En 1950, Roderick Firth a présenté une critique supplémentaire dérivée du concept de relativité perceptuelle. Par exemple, un papier peint blanc apparaît blanc sous un éclairage blanc mais rouge sous un éclairage rouge. Par conséquent, toute séquence potentielle d’expériences résultant d’une action donnée ne parviendrait apparemment pas à spécifier définitivement notre environnement. Cela établirait, par exemple, seulement qu'il existe soit un papier peint blanc sous une lumière rouge ou un papier peint rouge sous une lumière blanche, entre autres ambiguïtés.

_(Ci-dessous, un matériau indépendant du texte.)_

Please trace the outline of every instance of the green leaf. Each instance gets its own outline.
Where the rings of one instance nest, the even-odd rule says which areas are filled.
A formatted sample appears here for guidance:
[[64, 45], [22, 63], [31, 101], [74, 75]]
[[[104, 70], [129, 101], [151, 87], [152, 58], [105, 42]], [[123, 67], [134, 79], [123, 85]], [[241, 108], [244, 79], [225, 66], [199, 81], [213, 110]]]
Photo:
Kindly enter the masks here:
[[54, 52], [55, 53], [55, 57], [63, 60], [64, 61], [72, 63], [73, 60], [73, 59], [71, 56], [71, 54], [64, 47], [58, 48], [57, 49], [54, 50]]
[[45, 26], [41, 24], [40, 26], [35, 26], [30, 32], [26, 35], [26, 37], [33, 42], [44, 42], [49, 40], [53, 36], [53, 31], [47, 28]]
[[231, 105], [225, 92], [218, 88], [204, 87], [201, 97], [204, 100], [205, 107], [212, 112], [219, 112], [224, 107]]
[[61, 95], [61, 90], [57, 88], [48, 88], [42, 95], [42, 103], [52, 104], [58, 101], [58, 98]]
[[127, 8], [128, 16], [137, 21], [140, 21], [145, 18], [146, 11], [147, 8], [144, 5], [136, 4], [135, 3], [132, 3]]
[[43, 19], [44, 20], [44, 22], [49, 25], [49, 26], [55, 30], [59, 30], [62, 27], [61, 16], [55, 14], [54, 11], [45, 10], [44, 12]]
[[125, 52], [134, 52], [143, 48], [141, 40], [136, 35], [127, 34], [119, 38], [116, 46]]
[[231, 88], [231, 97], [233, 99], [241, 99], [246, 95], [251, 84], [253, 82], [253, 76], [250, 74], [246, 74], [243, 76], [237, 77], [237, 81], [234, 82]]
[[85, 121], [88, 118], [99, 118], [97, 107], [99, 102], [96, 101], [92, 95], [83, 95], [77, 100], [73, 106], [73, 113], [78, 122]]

Le phénoménalisme fait également face aux critiques de la théorie des faiseurs de vérité, qui postule que la vérité dépend de la réalité. Selon ce cadre, un porteur de vérité (par exemple, une proposition) est vrai en raison de l'existence de son faiseur de vérité correspondant (par exemple, un fait). Les phénoménalistes ont été accusés d'avoir enfreint ce principe, en se livrant à ce que l'on appelle une « tricherie ontologique » en affirmant des vérités sans identifier de manière adéquate leurs faiseurs de vérité. Cette critique cible principalement l’explication phénoméniste des objets matériels, abordant spécifiquement le défi de la prise en compte des objets matériels non perçus. John Stuart Mill a proposé une résolution notable, proposant que les objets non perçus puissent être expliqués par des conditions contrefactuelles : par exemple, les objets de valeur dans un coffre-fort verrouillé persistent inaperçus parce que si un observateur regardait à l'intérieur, il éprouverait une impression sensorielle correspondante. Cependant, les théoriciens des faiseurs de vérité peuvent rétorquer que cette solution ne parvient toujours pas à clarifier le faiseur de vérité pour un tel conditionnel contrefactuel, se demandant comment un tel faiseur de vérité pourrait être intégré dans une ontologie phénoméniste.
Promoteurs notables
- Johannes Nikolaus Tetens
- John Foster
- Colin Murray Turbayne
- Axiome péripatéticien – Principe philosophique cité par Thomas d'Aquin
Références
Bibliographie
- Phénoménalisme dans L'Encyclopédie Garzanti de la philosophie, édité par Gianni Vattimo et Gaetano Chiurazzi. Troisième édition. Garzanti, Milan, 2004. ISBN 88-11-50515-1.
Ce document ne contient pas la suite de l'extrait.